One way to trade off model complexity and fit to the data is to choose the model that is most likely, given the data. That is, choose the model that maximizes the probability of the model given the data, P(model|data). The model that maximizes P(model|data) is called the maximum a posteriori probability model, or the MAP model.

The probability of a model (or a hypothesis) given some data is obtained by using Bayes' rule:

P(model|data) = (P(data|model)×P(model))/(P(data)) .

The likelihood, P(data|model), is the probability that this model would have produced this data set. It is high when the model is a good fit to the data, and it is low when the model would have predicted different data. The prior P(model) encodes the learning bias and specifies which models are a priori more likely. The prior probability of the model, P(model), is required to bias the learning toward simpler models. Typically simpler models have a higher prior probability. The denominator P(data) is a normalizing constant to make sure that the probabilities sum to 1.

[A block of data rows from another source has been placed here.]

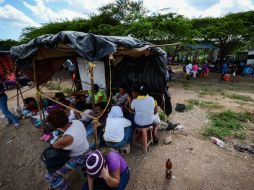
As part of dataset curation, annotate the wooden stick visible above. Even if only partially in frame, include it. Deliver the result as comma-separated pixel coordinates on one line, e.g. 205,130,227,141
8,87,34,100
33,60,44,126
149,42,181,48
89,62,98,149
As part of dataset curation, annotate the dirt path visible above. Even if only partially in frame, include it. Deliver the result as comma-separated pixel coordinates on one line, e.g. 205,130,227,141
0,76,254,190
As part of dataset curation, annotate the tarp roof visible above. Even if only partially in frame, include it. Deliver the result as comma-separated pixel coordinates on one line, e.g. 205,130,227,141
10,31,165,67
10,31,167,85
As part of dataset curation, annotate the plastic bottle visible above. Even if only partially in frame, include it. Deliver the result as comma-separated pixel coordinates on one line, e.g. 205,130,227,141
165,159,172,179
210,137,225,148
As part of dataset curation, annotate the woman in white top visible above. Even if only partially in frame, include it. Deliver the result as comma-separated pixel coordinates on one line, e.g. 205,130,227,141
104,106,132,148
45,109,90,190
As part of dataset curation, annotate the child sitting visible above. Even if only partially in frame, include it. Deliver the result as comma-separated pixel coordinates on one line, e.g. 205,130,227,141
62,100,81,122
22,97,38,117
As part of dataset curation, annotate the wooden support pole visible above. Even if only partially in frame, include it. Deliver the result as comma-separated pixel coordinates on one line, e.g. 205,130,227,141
149,42,181,48
90,64,95,112
33,60,44,127
89,62,98,149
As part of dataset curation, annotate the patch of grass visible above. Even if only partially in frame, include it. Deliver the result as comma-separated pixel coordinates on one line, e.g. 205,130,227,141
46,82,61,90
159,111,167,121
233,132,246,140
186,103,194,111
227,94,253,102
187,99,222,110
62,87,72,95
203,110,254,140
198,87,225,97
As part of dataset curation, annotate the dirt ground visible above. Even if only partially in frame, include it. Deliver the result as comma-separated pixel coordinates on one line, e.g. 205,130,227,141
0,70,254,190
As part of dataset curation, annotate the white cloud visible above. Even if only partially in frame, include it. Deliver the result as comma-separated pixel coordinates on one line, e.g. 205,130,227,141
64,0,115,14
0,0,4,4
144,0,254,18
0,4,39,27
144,0,202,18
201,0,254,17
22,0,254,24
24,0,88,22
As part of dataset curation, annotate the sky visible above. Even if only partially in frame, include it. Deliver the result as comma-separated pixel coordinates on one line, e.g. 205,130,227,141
0,0,254,40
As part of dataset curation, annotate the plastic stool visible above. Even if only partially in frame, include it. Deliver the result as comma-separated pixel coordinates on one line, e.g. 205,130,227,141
133,126,153,153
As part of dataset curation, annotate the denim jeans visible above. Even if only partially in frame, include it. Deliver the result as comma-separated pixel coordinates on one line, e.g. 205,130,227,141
106,127,133,148
0,95,19,125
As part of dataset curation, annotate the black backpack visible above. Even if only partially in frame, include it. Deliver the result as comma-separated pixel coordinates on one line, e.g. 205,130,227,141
41,146,70,173
175,103,186,112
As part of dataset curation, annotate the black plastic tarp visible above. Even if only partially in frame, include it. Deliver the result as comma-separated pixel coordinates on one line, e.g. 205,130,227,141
10,31,172,115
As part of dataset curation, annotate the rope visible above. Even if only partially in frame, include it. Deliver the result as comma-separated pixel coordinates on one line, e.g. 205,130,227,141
40,56,112,121
88,62,96,80
92,56,113,149
97,58,112,119
33,57,114,149
40,92,95,119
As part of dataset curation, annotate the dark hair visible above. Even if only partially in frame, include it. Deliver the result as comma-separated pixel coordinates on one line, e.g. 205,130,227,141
95,103,103,109
23,97,37,106
139,85,147,95
55,92,65,102
46,110,69,129
62,100,71,110
94,84,99,92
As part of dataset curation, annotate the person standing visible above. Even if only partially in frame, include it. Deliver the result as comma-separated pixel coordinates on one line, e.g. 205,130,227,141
203,62,209,78
185,62,192,80
192,63,199,78
0,80,20,128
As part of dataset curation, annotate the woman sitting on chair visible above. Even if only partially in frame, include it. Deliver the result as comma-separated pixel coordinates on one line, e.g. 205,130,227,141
45,109,90,190
131,85,159,143
104,106,132,148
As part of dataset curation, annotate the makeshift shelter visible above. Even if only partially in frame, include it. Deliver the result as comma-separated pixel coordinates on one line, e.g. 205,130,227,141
10,31,172,115
186,42,219,62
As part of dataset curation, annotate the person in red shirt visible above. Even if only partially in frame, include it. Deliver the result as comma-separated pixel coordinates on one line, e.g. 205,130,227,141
4,70,16,89
192,63,199,78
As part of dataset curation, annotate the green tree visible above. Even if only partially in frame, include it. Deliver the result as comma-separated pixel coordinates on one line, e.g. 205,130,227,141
128,13,197,44
192,11,254,59
20,19,87,43
98,0,148,24
0,39,20,50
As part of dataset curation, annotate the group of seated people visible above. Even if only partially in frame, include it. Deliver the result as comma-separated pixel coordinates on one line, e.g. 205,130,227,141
38,84,162,190
47,84,160,146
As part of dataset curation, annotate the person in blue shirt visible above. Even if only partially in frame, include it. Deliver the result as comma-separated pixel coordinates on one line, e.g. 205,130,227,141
243,65,253,76
221,63,228,74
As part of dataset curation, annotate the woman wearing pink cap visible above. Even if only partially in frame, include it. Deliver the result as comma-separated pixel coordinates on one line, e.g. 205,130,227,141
83,150,130,190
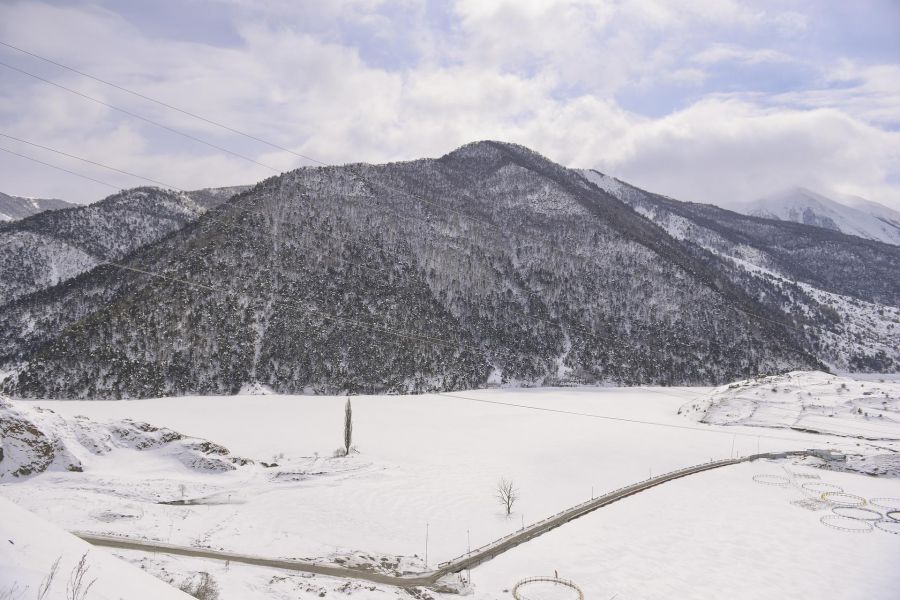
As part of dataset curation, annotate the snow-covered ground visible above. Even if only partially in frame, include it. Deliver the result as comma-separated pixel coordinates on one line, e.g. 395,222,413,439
2,380,898,599
681,371,900,441
0,496,191,599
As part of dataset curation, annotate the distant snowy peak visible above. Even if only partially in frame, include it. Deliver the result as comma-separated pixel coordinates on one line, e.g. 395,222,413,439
842,194,900,229
741,188,900,246
0,191,74,221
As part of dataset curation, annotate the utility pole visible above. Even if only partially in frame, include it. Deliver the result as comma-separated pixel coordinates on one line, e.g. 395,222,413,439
730,435,736,458
466,529,471,584
425,522,429,569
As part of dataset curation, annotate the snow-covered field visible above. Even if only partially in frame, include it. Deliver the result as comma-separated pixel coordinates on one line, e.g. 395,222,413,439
2,376,899,599
682,371,900,441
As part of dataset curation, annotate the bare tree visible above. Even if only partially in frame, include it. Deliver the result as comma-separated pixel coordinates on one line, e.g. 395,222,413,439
66,553,95,600
37,557,60,600
496,477,518,516
343,397,353,457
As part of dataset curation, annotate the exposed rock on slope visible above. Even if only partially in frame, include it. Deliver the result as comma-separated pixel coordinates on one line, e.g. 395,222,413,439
0,395,251,479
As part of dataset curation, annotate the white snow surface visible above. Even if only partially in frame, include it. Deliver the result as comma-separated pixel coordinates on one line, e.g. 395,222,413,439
0,495,191,599
680,371,900,441
740,187,900,245
2,382,898,599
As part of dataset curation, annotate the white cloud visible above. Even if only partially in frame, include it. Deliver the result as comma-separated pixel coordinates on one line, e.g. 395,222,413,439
0,0,897,212
692,43,794,65
584,99,900,208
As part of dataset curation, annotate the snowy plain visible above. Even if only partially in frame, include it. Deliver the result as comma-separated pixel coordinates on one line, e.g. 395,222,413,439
2,379,899,599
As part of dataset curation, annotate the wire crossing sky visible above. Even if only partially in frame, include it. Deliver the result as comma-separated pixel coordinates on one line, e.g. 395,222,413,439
0,0,898,208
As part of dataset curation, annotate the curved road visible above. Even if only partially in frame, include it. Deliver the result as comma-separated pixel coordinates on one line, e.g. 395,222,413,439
76,450,805,589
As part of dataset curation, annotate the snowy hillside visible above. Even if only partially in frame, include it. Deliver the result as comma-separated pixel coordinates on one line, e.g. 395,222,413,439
741,187,900,245
679,371,900,441
1,142,826,399
579,168,900,372
0,191,73,221
0,185,245,308
843,194,900,230
0,496,192,599
0,395,253,480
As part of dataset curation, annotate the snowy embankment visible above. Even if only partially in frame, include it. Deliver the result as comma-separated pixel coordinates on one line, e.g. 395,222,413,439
680,371,900,477
0,395,253,481
0,496,191,599
680,371,900,440
1,379,898,599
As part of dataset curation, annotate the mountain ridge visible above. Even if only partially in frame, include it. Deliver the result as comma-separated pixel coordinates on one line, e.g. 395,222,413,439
0,185,249,308
580,168,900,373
0,191,74,221
0,141,825,398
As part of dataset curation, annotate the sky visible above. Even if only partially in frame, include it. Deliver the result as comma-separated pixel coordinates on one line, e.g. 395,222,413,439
0,0,898,209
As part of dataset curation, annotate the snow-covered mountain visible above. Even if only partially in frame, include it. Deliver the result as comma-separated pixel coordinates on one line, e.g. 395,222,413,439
0,185,248,308
580,169,900,373
1,143,897,399
739,187,900,246
0,142,829,399
0,191,74,221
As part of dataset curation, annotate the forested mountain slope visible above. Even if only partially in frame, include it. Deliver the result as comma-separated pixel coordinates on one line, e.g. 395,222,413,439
0,191,74,221
0,185,247,307
0,141,819,398
581,170,900,372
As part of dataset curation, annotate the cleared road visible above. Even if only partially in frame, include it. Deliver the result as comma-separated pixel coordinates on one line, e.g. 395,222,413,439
77,451,804,589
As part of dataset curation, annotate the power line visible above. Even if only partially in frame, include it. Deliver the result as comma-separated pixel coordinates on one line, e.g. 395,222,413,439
0,44,877,366
0,131,182,190
101,260,465,351
0,39,324,167
0,145,120,190
577,383,900,437
0,59,282,173
0,133,704,353
0,134,872,375
0,44,757,302
435,391,895,447
0,46,818,345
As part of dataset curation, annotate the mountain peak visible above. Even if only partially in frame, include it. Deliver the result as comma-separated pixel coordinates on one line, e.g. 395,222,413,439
741,187,900,245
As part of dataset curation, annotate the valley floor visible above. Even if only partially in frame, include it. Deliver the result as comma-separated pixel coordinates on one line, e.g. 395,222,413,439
2,382,899,599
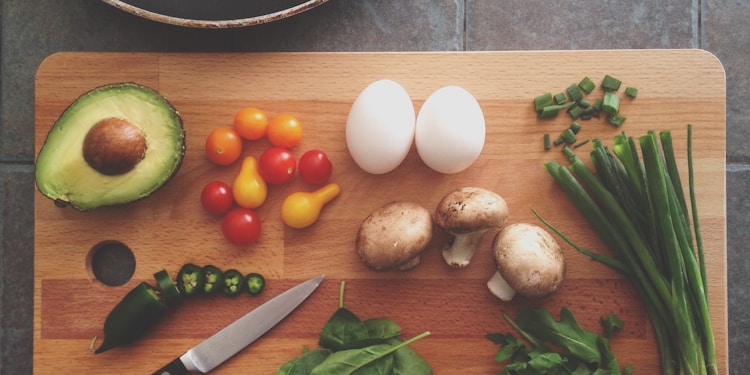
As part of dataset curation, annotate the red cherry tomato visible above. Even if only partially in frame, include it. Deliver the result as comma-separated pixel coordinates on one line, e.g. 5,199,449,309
258,147,297,185
298,149,333,185
221,208,261,246
200,181,234,216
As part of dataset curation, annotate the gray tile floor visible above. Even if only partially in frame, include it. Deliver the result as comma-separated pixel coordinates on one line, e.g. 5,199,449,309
2,0,748,373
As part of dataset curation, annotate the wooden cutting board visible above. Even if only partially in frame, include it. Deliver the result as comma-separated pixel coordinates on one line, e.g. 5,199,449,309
34,51,728,374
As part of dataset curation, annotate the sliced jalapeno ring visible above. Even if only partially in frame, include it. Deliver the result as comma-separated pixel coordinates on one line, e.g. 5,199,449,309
202,265,224,295
222,269,244,297
244,272,265,296
95,282,168,354
177,263,205,297
153,269,181,304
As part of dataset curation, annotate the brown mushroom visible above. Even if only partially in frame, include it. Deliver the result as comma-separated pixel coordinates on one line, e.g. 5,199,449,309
434,187,509,268
487,223,565,301
356,201,434,271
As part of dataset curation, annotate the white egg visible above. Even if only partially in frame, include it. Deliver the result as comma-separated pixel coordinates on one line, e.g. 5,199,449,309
415,86,485,174
346,79,416,174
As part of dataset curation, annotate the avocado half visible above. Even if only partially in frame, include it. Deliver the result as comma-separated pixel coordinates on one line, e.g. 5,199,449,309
35,82,185,211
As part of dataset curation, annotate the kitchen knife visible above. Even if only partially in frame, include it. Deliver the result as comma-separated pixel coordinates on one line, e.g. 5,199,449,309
152,274,324,375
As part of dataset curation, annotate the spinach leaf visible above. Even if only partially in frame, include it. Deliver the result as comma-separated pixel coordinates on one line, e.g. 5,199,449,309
338,318,403,349
310,333,429,375
319,307,370,351
277,348,332,375
388,338,434,375
278,281,433,375
309,343,396,375
364,318,401,340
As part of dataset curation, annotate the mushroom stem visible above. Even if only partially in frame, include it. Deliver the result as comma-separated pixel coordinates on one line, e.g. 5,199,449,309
486,270,517,301
441,230,487,268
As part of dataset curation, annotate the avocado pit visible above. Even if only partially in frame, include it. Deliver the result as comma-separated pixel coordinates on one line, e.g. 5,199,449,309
83,117,147,175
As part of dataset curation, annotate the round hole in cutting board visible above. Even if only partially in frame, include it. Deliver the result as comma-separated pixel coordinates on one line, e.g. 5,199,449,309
88,240,136,286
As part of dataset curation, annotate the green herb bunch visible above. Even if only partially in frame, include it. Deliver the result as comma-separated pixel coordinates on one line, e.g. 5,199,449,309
487,307,632,375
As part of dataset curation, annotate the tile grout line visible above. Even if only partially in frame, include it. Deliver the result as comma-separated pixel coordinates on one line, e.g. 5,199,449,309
463,0,467,51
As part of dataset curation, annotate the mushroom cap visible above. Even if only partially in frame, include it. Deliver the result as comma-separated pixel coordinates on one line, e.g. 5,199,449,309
356,201,434,271
434,187,509,235
492,223,565,299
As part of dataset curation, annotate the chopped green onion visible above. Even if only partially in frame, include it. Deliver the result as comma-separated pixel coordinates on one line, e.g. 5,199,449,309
544,133,552,150
573,139,590,148
539,102,575,118
601,74,622,91
566,84,584,103
579,76,596,93
554,92,568,104
568,105,584,120
593,98,603,112
569,121,582,134
553,137,565,146
581,107,596,120
561,128,577,144
625,86,638,98
602,91,620,115
534,93,554,112
579,99,591,109
607,115,627,126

Because the denominator of Equation (7.5.1) is independent of the model, it can be ignored when choosing the most likely model. Thus, the MAP model is the model that maximizes

P(data|model)×P(model) .

One alternative is to choose the maximum likelihood model - the model that maximizes P(data|model). The problem with choosing the most likely model is that, if the space of models is rich enough, a model exists that specifies that this particular data set will be produced, which has P(data|model)=1. Such a model may be a priori very unlikely. However, we do not want to exclude it, because it may be the true model. Choosing the maximum-likelihood model is equivalent to choosing the maximum a posteriori model with a uniform prior over hypotheses.